Comabella Manuel, Río Jordi, Espejo Carmen, Ruiz de Villa Mamen, Al-Zayat Hammad, Nos Carlos, Deisenhammer Florian, Baranzini Sergio E, Nonell Lara, López Cristina, Julià Eva, Oksenberg Jorge R, Montalban Xavier
Unitat de Neuroimmunologia Clínica, CEM-Cat, Hospital Universitari Vall d'Hebron (HUVH), Barcelona, Spain.
Clin Immunol. 2009 Feb;130(2):145-50. doi: 10.1016/j.clim.2008.09.010. Epub 2008 Oct 21.
Matrix metalloproteinases (MMPs) and tissue inhibitors (TIMPs) play a key role in the pathogenesis of multiple sclerosis (MS) and have been proposed as biomarkers of response to therapy. We investigated serum levels of several MMPs and TIMPs in 43 relapsing-remitting MS (RRMS) patients undergoing interferon-beta (IFN-b) treatment and classified as responders and non-responders based on clinical criteria. Levels of MMP-2, MMP-7, MMP-9, TIMP-1 and TIMP-2 were determined by ELISA before treatment and after 3, 6, 12, and 24 months of therapy. Neutralizing antibodies were determined by the myxovirus A induction bioassay. Treatment with IFN-b induced changes in levels of MMP-9 and TIMP-1. In contrast to non-responders, IFN-b resulted in an early and sustained increase in TIMP-1 levels in MS patients who showed clinical response to IFN-b. The early and sustained increase in TIMP-1 levels could be a marker of the response to IFN-b during the first 2 years of treatment.

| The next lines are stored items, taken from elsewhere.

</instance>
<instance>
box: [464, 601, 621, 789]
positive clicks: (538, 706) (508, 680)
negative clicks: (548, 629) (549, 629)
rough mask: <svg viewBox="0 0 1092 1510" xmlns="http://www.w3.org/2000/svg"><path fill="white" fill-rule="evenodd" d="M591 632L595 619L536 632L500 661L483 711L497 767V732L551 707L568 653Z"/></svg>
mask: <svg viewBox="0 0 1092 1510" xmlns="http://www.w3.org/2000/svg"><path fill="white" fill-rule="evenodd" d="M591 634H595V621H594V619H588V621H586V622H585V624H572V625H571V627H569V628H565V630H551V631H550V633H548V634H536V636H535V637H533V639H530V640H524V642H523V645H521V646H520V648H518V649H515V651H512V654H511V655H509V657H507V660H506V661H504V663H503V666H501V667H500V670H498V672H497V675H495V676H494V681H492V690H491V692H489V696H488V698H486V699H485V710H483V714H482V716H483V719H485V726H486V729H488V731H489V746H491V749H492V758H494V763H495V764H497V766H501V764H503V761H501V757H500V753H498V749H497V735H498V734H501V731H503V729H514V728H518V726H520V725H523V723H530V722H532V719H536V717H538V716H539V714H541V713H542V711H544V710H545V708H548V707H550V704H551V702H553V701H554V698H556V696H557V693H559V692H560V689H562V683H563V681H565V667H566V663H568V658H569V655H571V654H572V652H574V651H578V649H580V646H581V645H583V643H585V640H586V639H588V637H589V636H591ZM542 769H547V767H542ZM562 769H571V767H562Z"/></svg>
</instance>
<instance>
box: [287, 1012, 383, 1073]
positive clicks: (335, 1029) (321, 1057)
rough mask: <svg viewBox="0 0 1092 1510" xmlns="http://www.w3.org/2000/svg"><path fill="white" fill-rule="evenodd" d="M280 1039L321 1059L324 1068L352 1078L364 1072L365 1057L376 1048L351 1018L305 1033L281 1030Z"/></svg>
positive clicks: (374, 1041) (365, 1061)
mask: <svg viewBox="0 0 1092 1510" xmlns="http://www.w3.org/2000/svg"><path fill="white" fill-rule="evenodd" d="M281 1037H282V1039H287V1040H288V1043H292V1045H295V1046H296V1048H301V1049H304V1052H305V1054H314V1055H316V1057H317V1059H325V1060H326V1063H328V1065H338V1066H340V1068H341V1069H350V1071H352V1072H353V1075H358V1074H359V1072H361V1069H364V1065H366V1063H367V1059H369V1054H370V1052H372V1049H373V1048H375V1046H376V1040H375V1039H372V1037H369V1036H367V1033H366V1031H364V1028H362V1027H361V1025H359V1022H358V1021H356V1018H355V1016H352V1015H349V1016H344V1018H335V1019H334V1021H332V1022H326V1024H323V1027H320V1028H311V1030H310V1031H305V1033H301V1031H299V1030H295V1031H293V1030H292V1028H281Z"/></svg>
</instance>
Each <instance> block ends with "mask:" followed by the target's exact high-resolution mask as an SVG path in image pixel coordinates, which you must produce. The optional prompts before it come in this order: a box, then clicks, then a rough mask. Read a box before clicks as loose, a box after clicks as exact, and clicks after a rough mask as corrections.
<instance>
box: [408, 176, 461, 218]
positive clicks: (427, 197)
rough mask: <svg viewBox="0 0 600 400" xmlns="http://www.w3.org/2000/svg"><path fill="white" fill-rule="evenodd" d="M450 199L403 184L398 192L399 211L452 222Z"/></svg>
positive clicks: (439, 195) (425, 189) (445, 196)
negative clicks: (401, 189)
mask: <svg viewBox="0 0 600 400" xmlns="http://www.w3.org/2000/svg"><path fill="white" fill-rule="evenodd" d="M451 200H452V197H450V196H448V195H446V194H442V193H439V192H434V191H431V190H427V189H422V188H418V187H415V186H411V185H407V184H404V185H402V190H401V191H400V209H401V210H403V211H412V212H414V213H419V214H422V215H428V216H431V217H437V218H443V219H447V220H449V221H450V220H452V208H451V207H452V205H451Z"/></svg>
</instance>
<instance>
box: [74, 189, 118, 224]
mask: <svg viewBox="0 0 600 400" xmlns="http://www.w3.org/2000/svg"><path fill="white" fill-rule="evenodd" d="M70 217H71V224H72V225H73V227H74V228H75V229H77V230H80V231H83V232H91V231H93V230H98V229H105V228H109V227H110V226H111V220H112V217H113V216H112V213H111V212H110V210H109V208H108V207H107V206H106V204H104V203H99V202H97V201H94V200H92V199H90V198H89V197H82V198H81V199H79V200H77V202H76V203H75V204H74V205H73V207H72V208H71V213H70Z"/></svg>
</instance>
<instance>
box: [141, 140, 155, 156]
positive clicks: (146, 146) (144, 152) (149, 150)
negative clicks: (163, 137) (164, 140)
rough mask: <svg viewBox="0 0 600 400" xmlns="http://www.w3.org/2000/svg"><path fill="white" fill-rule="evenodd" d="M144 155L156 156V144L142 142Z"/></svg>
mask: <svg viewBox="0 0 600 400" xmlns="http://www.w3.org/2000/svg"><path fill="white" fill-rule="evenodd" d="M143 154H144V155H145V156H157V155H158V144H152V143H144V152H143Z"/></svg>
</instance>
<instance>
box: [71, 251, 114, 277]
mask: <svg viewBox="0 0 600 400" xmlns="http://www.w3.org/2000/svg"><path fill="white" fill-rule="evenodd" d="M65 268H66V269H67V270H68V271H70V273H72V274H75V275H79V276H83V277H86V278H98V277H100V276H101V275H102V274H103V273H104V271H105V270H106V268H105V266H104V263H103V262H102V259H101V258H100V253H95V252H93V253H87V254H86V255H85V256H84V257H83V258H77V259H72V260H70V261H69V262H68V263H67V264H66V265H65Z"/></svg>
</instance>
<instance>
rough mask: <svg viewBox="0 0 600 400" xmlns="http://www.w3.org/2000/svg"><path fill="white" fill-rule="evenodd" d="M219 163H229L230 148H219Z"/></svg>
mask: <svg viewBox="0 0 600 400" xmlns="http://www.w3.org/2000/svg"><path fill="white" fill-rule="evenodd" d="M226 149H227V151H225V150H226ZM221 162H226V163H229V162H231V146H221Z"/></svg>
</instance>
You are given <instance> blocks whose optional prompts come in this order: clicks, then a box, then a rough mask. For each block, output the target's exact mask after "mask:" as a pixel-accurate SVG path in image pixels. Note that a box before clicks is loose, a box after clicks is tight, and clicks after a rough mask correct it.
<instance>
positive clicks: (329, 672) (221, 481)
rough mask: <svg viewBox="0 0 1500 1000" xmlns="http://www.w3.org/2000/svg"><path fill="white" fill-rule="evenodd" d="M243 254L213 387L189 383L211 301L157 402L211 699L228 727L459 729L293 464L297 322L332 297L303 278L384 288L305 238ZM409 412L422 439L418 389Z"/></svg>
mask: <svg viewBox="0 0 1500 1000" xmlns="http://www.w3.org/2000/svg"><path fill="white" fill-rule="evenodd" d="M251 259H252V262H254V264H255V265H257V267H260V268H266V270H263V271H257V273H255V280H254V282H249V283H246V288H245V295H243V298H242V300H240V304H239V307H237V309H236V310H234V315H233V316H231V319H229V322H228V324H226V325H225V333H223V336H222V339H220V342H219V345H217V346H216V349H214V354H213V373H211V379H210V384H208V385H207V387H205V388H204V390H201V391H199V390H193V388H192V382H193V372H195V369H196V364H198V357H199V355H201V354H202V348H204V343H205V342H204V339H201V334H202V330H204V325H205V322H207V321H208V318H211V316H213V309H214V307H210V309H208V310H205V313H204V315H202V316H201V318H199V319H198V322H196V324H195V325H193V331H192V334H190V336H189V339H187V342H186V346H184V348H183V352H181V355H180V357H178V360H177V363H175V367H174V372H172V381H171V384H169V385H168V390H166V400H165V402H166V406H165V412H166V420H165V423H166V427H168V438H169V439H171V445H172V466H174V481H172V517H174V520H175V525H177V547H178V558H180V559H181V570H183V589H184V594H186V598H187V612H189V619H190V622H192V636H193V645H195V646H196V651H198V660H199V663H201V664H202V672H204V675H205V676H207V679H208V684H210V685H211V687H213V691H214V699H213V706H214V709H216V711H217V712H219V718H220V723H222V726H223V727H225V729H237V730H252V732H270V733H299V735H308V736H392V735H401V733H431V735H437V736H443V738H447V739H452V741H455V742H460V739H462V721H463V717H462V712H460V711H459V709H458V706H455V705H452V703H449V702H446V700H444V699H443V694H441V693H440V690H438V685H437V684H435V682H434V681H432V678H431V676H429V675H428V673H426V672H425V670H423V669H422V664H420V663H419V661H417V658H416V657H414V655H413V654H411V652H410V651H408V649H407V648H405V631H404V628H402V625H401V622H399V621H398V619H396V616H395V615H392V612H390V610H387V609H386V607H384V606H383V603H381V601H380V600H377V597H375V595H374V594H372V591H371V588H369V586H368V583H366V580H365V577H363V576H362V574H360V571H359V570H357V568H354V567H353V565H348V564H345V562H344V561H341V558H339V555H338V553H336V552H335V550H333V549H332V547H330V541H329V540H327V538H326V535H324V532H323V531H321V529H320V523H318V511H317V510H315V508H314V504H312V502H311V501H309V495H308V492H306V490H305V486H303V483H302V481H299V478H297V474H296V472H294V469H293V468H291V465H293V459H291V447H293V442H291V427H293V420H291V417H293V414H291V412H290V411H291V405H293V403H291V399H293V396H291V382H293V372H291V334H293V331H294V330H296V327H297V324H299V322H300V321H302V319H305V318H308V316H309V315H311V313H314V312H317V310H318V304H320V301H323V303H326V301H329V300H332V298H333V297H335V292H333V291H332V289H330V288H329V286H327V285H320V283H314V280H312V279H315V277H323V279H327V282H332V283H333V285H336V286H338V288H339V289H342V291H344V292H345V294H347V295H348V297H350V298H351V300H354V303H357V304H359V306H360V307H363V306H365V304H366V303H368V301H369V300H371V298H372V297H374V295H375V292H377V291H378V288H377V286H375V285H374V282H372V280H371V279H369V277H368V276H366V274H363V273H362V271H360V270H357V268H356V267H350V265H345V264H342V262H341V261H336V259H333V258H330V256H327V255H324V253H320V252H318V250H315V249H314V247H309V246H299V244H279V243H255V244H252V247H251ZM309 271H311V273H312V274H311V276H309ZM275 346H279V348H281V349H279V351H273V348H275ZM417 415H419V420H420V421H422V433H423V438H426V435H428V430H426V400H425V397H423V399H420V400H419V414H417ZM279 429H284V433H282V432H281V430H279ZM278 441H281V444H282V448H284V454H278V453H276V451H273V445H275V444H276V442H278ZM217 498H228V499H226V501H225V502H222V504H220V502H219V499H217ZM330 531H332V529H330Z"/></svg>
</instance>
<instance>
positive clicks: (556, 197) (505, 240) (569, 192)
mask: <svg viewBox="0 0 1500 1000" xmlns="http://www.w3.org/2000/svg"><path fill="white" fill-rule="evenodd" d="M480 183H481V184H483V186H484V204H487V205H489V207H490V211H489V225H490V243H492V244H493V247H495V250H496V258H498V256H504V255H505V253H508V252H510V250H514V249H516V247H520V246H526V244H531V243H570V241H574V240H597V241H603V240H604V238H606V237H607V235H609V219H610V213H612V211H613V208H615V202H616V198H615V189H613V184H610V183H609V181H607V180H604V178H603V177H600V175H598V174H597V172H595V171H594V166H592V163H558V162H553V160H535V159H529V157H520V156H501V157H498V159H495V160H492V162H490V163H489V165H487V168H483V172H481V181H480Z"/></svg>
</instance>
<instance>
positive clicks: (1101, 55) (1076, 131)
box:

基质金属蛋白酶(MMPs)和组织抑制剂(TIMPs)在多发性硬化症(MS)的发病机制中起关键作用,并已被提议作为治疗反应的生物标志物。我们调查了43例接受干扰素-β(IFN-β)治疗的复发缓解型MS(RRMS)患者的几种MMPs和TIMPs的血清水平,并根据临床标准将其分为反应者和无反应者。在治疗前以及治疗3、6、12和24个月后,通过酶联免疫吸附测定法(ELISA)测定MMP-2、MMP-7、MMP-9、TIMP-1和TIMP-2的水平。通过黏液病毒A诱导生物测定法测定中和抗体。IFN-β治疗引起了MMP-9和TIMP-1水平的变化。与无反应者相比,IFN-β导致对IFN-β有临床反应的MS患者TIMP-1水平早期且持续升高。TIMP-1水平的早期且持续升高可能是治疗前两年对IFN-β反应的一个标志物。